TL;DR
By default, Inference Node tries to use as much available memory as possible in order to deliver the fastest inference speed. When the node starts, most of the VRAM (or RAM on macOS) left after loading your model is allocated to caching. Q: What if you plan to use your computer for other tasks in parallel, like gaming, video rendering, graphic design and other resource-intensive applications? A: Customisation and resources management.You can limit how much resources the node is allowed to utilize by doing two things:
- Pick a model
- Set a custom KV Cache configuration that suits the model and leaves enough free memory when summed up with the model size.
KV Cache in Fortytwo App
Easiest way to control cache size.
KV Cache in Fortytwo CLI
Convenient but more time consuming way to control cache size.
What Is KV Cache?
KV Cache is a reserved memory area used to store the model’s internal key–value tensors during inference. These tensors allow the model to avoid recalculating previous tokens, which significantly speeds up generation and enables longer context windows. Because KV Cache grows as the history/context (prompt) becomes longer, it directly affects:- Maximum context length — larger KV Cache allows the model to store more tokens.
- Inference speed — cached states reduce repeated computation.
- Total memory consumption — the node must hold both the model and its KV Cache at the same time.
- System stability — if KV Cache grows too large, other applications may experience slowdowns.
How KV Cache Works with the Model
KV Cache limit can be specified in GB or tokens size. This number represents the maximum KV Cache size the node is allowed to use. This is the amount of memory that will be attempted to be taken up by the node on top of what the model itself takes up. Thus:- If your system has enough available memory -> the node will use the full value you provided.
- Otherwise -> it will only take what is left, and it might not leave enough space for other processes. This might lead to freezes and lags if you intend to run other programs alongside your node.
Case A
- Available system memory: 20 GB
- Model size: 5 GB
- Custom KV Cache limit: 4 GB
- You get some free resources to run other processes.
- Model is small, and if it is fast as well, you might entirely avoid experiencing freezes or lags when your node generates inference.
- If there is no intention to run other programs alongside your node, then you have 11 GB left free. You might want to increase the KV Cache size to make the most of it.
Case B
- Available system memory: 20 GB
- Model size: 15 GB
- Custom KV Cache limit: 10 GB
- Node loads the model first.
- Then it uses up to 5 GB of leftover memory.
- You have no free resources to run other processes.
- Your system resources are fully utilized for quality inference.
- This is still a safe way to run the node and correlates with
--kv-size-mode auto.
Simple Rules
To ensure smooth noderunning:- Determine how much memory you can afford to allocate to your node.
Example: 10 GB - Define KV Cache size that is 20%-30% of your memory pool
Example: 2 GB is 20% of 10 GB - Select a model that will work with 2 GB of KV Cache and is 2 GB smaller than your memory limit.
Example: 10 - 2 = 8 GB for the model - Start your node.
- Start other applications.
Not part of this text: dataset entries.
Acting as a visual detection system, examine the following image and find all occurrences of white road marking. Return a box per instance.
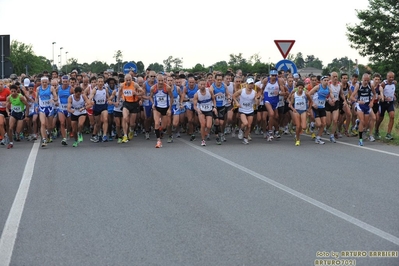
[307,135,399,157]
[0,142,40,266]
[179,138,399,246]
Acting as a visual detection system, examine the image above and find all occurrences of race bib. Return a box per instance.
[359,96,369,103]
[156,95,166,104]
[294,99,306,110]
[42,100,50,106]
[12,106,22,112]
[61,103,68,110]
[96,99,105,104]
[242,102,252,107]
[0,101,5,108]
[173,98,179,106]
[216,95,225,101]
[318,100,325,107]
[333,92,339,100]
[123,90,133,96]
[200,102,212,111]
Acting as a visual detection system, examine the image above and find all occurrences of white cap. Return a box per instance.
[247,78,254,84]
[23,78,30,87]
[293,73,299,79]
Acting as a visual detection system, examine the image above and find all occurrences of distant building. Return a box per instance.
[298,67,322,77]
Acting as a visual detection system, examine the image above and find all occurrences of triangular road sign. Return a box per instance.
[274,40,295,59]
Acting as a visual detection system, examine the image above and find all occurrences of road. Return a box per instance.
[0,132,398,266]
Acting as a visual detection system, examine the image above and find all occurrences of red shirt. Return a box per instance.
[0,87,11,111]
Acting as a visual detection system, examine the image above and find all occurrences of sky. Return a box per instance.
[0,0,371,71]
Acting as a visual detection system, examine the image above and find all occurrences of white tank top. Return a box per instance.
[197,88,213,112]
[238,89,255,114]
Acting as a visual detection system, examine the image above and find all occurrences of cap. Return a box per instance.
[62,75,69,80]
[321,76,329,81]
[269,70,278,76]
[293,73,299,79]
[28,82,35,88]
[23,78,30,87]
[247,78,254,84]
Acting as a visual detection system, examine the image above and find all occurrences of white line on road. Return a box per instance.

Your node should not take more resources than allocated to it.
Remember that we only talk about the momory allocaition here. If you pick a heavy and slow model, then on the inference rounds the utilization of your GPU will spike and lead to freezes and lags if use use something resources-cousuming alongside your node.
How To Setup Custom KV Cache in Fortytwo App and Fortytwo CLI
Options
- Mode: Auto
Recommended by default. The node takes up as much memory as it requires or is available, but leaves some of it free so that you can work comfortably alongside it. - Mode: Min
Limits the node to 33% of your currently available memory. It is a dynamic value, it changes each time the node restarts. - Mode: Medium
Limits the node to 66% of your currently available memory. It is a dynamic value, it changes each time the node restarts. - Mode: Max
Use it when you dedicate your entire system to inference alone. Allows the node to use 100% of all available system memory. - Custom
Lets you manually define the exact KV Cache size that your node is allowed to consume:- Size in Tokens
The best way to work with models. Use it if you know how it works. Study the models that you run and define optimal sizes for ideal performance balance. - Size in GB The best shortcut, allows to have a static and understandable limit in GB. However, it is not the best in terms of performance balancing. You need to manually adapt it to the models you run if they drastically vary in size or you encounter poor perfromance.
- Size in Tokens
Setup
Fortytwo App
Fortytwo CLI
Choose preferred mode:
Auto | Min | Medium | Max or define custom size with Custom in GB or Custom in Tokens options.